For Furedi, she believes the government, lacking in a "particular clear direction as to how it's running the country on a number of big picture issues" have been giving attention to abortion as a "ploy to appease their backbenchers."
"There have been a certain number of politicians - one of them who’s just come back from the jungle - who clearly have decided to make an issue of this, regardless of the fact there’s no objective reason to why it should be raised as an issue at this time.
"There’s sort of a sense that the more people raise this issue, they create a sense that something needs to be addressed.
"We can all be fairly clear that when we say there’s no new evidence or any reason why the abortion time limit should be reduced, but there’s every reason why we should continue to have the law that we do, it has absolutely no purchase with them because they’re driving their own self-publicity agenda."

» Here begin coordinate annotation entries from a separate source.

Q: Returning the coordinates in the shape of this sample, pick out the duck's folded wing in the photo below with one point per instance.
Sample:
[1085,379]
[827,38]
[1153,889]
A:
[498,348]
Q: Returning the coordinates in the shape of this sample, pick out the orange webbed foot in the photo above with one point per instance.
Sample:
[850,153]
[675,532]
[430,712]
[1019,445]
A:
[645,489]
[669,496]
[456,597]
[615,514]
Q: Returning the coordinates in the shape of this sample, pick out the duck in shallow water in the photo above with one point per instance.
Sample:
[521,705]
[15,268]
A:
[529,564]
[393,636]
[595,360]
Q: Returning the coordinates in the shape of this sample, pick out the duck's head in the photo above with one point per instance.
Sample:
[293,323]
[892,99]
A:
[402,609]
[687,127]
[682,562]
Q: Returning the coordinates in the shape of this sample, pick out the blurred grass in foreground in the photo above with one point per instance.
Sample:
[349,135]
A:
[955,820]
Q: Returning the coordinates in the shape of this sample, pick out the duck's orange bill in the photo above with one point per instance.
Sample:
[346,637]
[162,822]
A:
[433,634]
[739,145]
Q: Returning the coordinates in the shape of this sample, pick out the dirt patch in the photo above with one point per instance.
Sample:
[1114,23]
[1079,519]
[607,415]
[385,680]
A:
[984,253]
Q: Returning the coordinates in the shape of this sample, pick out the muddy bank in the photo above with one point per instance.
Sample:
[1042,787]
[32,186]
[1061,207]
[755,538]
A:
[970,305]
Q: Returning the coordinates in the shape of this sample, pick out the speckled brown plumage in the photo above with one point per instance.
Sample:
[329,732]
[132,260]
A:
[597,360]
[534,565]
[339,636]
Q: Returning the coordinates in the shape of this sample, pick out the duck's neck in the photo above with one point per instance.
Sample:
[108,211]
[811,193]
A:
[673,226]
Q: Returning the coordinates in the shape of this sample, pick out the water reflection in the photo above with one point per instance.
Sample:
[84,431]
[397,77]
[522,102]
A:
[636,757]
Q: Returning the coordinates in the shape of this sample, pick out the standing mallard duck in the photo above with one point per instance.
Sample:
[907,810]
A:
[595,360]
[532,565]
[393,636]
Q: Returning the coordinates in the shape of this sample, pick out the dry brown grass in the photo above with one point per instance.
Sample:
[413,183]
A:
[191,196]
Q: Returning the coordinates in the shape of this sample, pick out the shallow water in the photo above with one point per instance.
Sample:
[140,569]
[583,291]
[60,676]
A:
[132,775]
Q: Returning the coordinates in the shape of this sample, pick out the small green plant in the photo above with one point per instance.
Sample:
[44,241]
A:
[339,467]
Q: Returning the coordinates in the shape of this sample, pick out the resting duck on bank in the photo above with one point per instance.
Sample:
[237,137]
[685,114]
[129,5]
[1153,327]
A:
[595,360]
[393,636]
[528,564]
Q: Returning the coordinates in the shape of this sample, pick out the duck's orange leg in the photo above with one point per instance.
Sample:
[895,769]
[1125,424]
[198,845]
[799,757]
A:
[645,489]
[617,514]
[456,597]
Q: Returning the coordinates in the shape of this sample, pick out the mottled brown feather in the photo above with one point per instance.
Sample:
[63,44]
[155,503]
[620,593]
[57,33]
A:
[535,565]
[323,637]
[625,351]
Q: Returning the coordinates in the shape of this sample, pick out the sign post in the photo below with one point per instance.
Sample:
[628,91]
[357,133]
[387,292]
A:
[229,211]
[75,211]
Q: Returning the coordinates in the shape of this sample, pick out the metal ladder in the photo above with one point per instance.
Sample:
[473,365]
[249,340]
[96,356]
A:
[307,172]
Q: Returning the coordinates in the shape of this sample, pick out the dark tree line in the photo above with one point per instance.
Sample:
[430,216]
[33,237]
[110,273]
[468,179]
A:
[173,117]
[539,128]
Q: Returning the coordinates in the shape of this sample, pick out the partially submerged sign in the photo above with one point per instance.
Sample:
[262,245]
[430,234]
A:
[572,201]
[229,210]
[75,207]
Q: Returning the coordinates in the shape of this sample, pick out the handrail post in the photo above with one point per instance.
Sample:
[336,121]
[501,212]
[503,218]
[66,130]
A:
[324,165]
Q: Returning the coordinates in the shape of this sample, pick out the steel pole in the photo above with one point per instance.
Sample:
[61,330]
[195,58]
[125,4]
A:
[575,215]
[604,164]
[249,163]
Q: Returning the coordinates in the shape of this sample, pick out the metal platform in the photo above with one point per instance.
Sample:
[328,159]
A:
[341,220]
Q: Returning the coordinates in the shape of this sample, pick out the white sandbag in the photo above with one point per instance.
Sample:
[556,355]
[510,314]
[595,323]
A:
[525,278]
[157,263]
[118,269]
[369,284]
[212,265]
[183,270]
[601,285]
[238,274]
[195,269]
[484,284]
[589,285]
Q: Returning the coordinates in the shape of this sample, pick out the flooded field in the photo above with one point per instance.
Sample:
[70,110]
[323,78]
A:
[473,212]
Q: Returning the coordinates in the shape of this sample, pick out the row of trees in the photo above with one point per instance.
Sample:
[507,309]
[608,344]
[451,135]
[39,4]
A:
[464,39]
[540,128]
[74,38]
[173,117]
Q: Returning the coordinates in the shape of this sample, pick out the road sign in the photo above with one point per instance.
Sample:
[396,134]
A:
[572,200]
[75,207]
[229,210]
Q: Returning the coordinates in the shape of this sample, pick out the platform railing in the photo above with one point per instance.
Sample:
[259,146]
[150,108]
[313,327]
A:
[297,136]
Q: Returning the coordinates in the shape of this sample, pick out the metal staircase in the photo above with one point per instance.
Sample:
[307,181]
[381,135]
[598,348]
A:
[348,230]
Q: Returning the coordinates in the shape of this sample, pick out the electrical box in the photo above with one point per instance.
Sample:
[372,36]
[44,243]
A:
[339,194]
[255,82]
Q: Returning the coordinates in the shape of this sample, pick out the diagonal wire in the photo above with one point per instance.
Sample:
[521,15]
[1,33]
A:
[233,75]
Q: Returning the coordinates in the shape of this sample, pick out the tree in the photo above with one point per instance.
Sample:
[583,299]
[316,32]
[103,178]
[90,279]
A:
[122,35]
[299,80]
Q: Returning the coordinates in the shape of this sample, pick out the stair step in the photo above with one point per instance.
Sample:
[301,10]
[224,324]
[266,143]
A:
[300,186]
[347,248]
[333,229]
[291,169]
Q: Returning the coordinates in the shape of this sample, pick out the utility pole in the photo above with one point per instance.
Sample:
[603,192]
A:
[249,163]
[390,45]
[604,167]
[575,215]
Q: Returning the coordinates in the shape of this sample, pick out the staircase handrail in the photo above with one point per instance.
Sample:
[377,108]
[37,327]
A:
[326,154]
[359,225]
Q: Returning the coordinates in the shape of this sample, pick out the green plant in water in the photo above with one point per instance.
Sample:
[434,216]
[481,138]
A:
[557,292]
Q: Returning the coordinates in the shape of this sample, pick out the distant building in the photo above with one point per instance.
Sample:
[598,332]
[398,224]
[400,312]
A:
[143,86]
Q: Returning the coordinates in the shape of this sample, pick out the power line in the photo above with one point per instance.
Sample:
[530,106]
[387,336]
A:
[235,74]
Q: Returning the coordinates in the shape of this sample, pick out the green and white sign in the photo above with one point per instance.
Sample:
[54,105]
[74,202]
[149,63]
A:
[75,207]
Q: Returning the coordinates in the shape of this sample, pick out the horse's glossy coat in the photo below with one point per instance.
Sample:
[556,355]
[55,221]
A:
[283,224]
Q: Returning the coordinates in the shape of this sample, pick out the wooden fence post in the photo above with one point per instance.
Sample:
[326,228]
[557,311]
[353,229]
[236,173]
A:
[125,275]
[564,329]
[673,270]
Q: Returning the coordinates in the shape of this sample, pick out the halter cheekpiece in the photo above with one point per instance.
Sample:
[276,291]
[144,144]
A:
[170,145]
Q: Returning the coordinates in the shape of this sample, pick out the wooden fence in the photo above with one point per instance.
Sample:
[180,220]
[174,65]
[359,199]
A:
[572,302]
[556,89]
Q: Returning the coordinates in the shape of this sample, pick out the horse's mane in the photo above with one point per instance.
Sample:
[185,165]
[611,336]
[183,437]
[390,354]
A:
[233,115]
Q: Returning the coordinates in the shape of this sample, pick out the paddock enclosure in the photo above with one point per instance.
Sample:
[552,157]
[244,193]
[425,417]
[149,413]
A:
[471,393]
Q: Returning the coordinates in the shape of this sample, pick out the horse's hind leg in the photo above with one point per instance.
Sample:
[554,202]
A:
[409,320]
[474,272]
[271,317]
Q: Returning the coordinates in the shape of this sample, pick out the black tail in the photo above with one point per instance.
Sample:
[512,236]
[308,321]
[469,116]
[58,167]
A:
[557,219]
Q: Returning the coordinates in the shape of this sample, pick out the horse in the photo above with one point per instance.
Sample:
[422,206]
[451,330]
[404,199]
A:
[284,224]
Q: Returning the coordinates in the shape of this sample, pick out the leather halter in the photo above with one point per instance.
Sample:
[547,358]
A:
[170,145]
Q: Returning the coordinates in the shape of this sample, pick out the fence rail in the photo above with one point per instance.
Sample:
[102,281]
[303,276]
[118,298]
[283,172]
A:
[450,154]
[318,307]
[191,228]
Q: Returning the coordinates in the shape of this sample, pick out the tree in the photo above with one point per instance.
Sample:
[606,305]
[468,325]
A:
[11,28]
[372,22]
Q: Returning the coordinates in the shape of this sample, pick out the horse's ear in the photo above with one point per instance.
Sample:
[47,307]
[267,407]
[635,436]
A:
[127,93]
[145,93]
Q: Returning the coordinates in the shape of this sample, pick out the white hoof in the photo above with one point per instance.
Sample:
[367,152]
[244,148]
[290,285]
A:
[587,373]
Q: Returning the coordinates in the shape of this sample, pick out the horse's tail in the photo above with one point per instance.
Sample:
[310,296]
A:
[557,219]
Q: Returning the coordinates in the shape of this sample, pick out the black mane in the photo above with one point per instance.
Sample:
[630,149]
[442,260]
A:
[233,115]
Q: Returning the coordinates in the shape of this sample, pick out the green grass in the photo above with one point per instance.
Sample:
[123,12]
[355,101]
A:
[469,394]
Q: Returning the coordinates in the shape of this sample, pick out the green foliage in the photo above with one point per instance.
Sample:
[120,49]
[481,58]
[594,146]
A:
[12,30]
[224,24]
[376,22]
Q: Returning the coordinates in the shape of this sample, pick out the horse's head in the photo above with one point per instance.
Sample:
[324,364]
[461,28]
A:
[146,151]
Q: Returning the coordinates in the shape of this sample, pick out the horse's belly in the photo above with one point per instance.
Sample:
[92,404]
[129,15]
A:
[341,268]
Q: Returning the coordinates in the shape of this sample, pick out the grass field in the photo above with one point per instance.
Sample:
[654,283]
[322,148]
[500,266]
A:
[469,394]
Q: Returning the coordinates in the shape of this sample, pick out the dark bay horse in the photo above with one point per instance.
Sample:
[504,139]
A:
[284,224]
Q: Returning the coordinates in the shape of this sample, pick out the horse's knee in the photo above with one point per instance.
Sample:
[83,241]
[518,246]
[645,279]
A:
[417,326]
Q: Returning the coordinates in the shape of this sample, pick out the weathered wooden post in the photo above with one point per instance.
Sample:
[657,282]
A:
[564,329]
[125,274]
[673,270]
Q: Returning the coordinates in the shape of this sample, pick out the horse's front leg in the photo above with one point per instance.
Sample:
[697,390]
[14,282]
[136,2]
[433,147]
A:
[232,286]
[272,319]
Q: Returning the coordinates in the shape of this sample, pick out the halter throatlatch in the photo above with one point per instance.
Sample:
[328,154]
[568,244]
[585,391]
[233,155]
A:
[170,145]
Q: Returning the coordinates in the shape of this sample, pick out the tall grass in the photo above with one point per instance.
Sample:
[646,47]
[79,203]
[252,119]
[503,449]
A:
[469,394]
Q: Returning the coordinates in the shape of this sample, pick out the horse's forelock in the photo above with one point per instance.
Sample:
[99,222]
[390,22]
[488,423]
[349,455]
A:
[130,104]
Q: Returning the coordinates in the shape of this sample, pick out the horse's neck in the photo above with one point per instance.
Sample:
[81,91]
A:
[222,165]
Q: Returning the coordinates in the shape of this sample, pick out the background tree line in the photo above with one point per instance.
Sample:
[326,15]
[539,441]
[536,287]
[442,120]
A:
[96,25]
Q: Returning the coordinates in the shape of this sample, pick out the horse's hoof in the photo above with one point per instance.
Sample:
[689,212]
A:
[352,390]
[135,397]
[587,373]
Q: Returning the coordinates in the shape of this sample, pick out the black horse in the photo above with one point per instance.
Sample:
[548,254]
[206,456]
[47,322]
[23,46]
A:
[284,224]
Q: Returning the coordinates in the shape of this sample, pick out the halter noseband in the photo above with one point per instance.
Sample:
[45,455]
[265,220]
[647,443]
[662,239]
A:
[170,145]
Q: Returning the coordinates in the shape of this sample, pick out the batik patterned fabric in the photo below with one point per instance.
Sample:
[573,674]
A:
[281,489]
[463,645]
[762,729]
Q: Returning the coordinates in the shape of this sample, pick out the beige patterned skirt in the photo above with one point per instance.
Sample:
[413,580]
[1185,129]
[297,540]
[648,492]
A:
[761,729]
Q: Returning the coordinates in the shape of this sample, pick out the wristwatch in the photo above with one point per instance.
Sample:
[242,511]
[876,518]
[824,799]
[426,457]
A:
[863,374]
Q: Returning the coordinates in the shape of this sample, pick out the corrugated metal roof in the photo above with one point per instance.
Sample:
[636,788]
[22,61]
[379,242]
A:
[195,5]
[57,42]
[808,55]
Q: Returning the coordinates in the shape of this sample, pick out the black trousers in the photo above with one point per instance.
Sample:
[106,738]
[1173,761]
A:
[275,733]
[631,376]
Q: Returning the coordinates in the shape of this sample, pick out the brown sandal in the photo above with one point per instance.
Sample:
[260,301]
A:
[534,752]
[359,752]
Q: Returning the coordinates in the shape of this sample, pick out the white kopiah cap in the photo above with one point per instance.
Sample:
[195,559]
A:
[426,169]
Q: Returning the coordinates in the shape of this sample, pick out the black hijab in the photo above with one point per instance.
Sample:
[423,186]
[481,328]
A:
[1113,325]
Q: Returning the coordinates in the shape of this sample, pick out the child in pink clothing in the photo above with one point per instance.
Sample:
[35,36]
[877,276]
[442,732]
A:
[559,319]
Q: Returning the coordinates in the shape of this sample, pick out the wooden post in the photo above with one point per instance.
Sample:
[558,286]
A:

But is it working? One big test of 2013 will be if the abortion limit is reduced to 20 weeks from 24 - despite medical evidence not showing there is a need to do so.
Dorries announced in October, before she departed for the jungle, she was planning to apply for a debate on the issue in 2013 "to give pro-choice and pro-life to prepare theirs stalls."
Bhagwandin points out YouGov research that shows "more women the men wanted greater restrictions on abortion and more women than men supported a reduction on the time limit from 24 weeks."
"What we have seen this year has challenged the belief that the laws should not be questioned," he says.
"We have public support for a review of the abortion laws in this country. We've had many years of seeming acceptance of the status quo. I think it's time for people to question that status quo... When 2012 is finished you will still see the debate continuing."